As good as Købke and others from the Golden Age of Danish art are, my absolute favourite Danish painter is currently Vilhelm Hammershøi (1864-1916). Like many, I was first introduced to Hammershøi's work via Michael Palin's 2008 documentary - Michael Palin and the Mystery of Hammershøi, which you can still view on Youtube. The collection at SMK was my first encounter with his work face to face, as I didn't get to see his 2008 London exhibition - The Poetry of Silence at the Royal Academy, and I was not disappointed. The room here full of his work was amazing. His ability to evoke an atmosphere of stillness, and calm, with a muted colour palette and close tonal harmonies was just wonderful and mysterious.Like Vermeer before him he has that ability to evoke a certain mood. This suite of paintings were just contemplative and beautiful. 

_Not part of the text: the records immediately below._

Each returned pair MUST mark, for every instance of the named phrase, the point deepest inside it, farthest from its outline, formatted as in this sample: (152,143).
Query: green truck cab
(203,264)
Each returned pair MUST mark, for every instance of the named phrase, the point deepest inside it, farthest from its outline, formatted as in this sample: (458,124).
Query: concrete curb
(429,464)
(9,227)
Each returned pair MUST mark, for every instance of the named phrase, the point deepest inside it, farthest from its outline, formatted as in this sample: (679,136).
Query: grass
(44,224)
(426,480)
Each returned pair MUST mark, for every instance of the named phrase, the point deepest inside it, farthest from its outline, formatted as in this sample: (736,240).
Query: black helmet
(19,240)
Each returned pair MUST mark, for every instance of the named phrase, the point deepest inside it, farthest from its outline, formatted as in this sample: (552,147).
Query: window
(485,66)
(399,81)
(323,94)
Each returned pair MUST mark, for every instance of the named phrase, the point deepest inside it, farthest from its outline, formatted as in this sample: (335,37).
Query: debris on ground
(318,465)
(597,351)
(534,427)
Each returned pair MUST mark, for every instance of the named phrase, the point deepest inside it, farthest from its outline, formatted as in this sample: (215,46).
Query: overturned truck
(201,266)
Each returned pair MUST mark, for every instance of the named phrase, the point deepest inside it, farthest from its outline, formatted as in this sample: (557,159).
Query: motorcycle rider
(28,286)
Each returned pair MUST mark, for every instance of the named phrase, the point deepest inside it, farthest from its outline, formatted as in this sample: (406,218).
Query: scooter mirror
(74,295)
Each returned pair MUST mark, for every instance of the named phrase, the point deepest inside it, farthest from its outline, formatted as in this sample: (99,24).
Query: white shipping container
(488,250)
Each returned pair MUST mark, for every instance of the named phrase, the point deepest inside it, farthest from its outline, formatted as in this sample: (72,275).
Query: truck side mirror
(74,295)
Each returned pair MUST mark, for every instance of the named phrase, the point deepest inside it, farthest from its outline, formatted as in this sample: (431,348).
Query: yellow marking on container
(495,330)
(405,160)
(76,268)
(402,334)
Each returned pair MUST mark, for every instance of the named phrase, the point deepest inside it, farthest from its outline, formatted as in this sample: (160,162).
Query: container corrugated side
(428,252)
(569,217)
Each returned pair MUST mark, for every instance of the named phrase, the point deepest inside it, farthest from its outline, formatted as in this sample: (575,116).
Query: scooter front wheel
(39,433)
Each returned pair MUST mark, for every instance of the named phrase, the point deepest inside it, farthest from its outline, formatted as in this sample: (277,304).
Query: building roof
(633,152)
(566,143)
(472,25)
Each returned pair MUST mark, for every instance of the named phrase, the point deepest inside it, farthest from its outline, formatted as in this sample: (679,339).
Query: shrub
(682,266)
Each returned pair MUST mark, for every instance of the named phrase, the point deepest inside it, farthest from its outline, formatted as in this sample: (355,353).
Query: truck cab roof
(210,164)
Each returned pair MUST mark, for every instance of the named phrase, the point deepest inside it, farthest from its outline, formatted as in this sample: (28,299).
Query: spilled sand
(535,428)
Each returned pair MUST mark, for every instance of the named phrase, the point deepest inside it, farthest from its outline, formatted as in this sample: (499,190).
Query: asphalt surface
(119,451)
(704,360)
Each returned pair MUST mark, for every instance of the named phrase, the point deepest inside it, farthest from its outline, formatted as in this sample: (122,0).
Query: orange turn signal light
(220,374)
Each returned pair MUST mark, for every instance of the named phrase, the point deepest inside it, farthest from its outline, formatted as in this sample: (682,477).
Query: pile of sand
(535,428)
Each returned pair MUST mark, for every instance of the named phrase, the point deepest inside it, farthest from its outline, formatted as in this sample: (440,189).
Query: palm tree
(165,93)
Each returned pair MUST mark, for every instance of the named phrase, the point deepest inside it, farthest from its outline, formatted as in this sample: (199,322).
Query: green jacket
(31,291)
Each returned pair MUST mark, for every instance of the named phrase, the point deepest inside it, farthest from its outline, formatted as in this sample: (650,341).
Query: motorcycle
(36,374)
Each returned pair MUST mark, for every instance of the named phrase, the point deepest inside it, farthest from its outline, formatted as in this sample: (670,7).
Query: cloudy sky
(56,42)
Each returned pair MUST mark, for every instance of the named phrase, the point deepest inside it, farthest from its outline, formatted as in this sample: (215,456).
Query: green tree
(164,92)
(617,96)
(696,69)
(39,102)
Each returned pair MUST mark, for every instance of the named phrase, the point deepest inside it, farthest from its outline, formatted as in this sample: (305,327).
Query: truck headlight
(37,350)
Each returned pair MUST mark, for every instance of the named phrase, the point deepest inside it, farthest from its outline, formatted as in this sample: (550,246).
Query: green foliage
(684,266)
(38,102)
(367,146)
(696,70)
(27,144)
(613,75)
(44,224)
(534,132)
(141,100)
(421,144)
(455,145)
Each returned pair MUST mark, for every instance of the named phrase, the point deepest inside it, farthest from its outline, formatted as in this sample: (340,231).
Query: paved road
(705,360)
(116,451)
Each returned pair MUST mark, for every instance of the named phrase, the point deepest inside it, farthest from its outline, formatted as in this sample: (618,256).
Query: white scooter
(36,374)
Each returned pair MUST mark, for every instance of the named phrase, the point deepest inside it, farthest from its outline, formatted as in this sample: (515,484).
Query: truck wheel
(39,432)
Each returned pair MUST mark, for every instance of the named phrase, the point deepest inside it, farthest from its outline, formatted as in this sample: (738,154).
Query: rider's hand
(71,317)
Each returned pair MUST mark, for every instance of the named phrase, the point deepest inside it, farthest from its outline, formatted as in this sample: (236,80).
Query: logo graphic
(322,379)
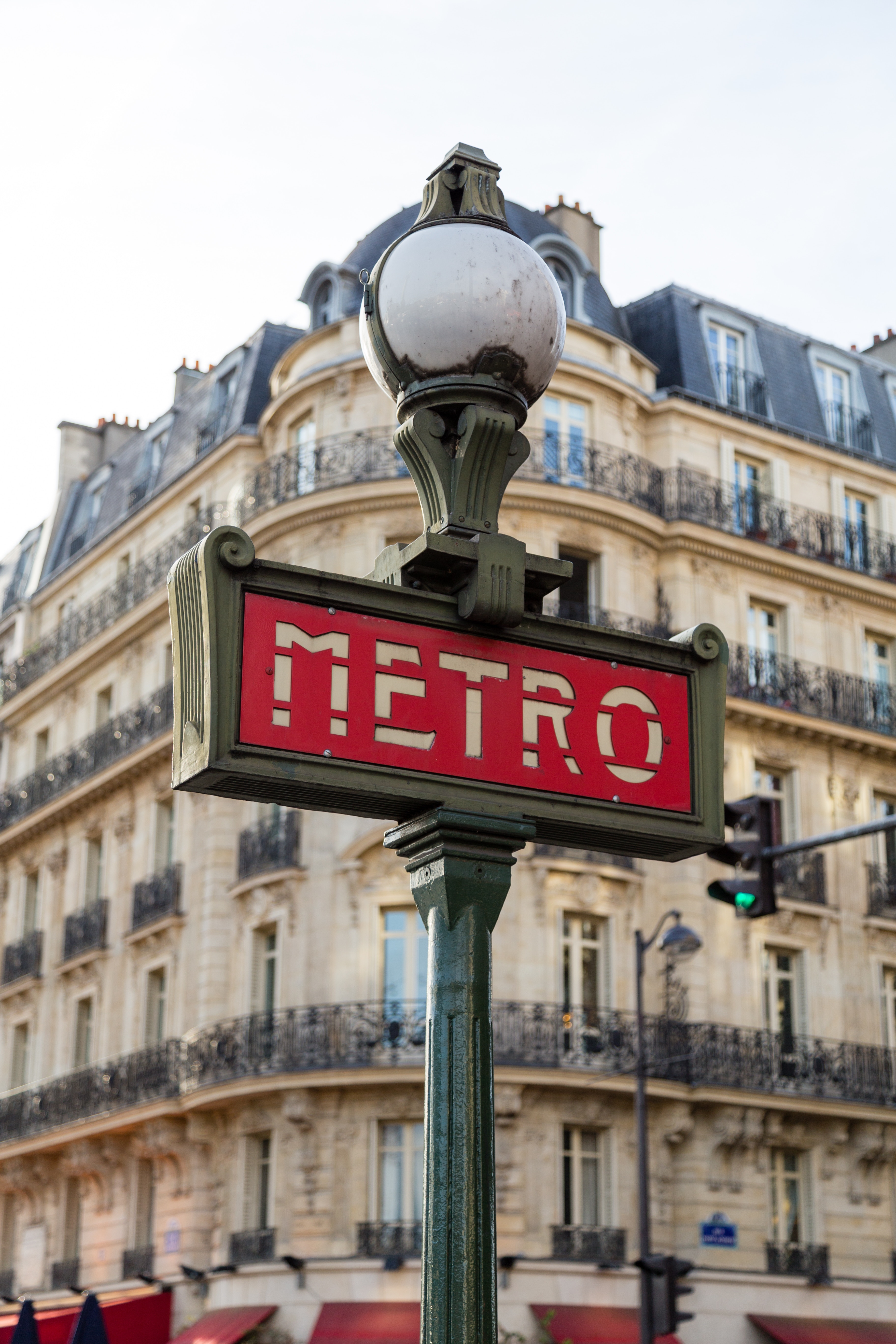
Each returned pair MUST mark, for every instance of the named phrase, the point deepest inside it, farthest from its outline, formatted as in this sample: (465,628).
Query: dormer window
(323,306)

Vilhelm Hammershøi - Self Portrait, 1911

Vilhelm Hammershøi - Amalienborg Palace Square, 1896

Vilhelm Hammershøi - The Marble Bridge at Christiansborg, 1890-92

Vilhelm Hammershøi - A Room in the Artist's Home Strandgade, with the Artist's Wife, 1902

Vilhelm Hammershøi - Evening in the Drawing Room: The Artist's Mother and Wife, 1891
Vilhelm Hammershøi - Figure of a Woman, 1888

Vilhelm Hammershøi - The Buildings of the Asiatic Company, seen from St. Annæ Street, København, 1902

Vilhelm Hammershøi - Ida With Teacup, 1907

Vilhelm Hammershøi - Portrait of Ida Ilsted, 1890

Vilhelm Hammershøi - Seated Female Nude, 1889

Vilhelm Hammershøi - Standing Female Nude, 1909-10

Vilhelm Hammershøi - Artemis, 1893-94

Vilhelm Hammershøi - Portraits

After a good, contemplative latte in the museum cafe to fully absorb the impact of the Hammershøi's, lying in wait in the atrium of SMK, like pieces of discarded industrial machinery, are these large copper pieces by artist Danh Vo. Vo has an interesting backstory - his family fled war-torn Vietnam in 1979 in a boat and were picked up by a Danish freighter and he was then raised in Copenhagen. These pieces are from his ambitious work We The People (2010-2013) in which he commissioned a full scale copper replica in fragments of Frédéric-Auguste Bartholdi’s iconic Liberty Enlightening the World - The Statue of Liberty - which rather than assemble as one statue he has chosen to disperse to various collections and sites around the world. I like the abstract nature of the various fragments which work as sculptures in their own right, and the fact that they have been dispersed across the globe. I saw some wonderful art here and would highly recommend a visit to SMK to any art lover seeking a comprehensive art experience whilst in Copenhagen.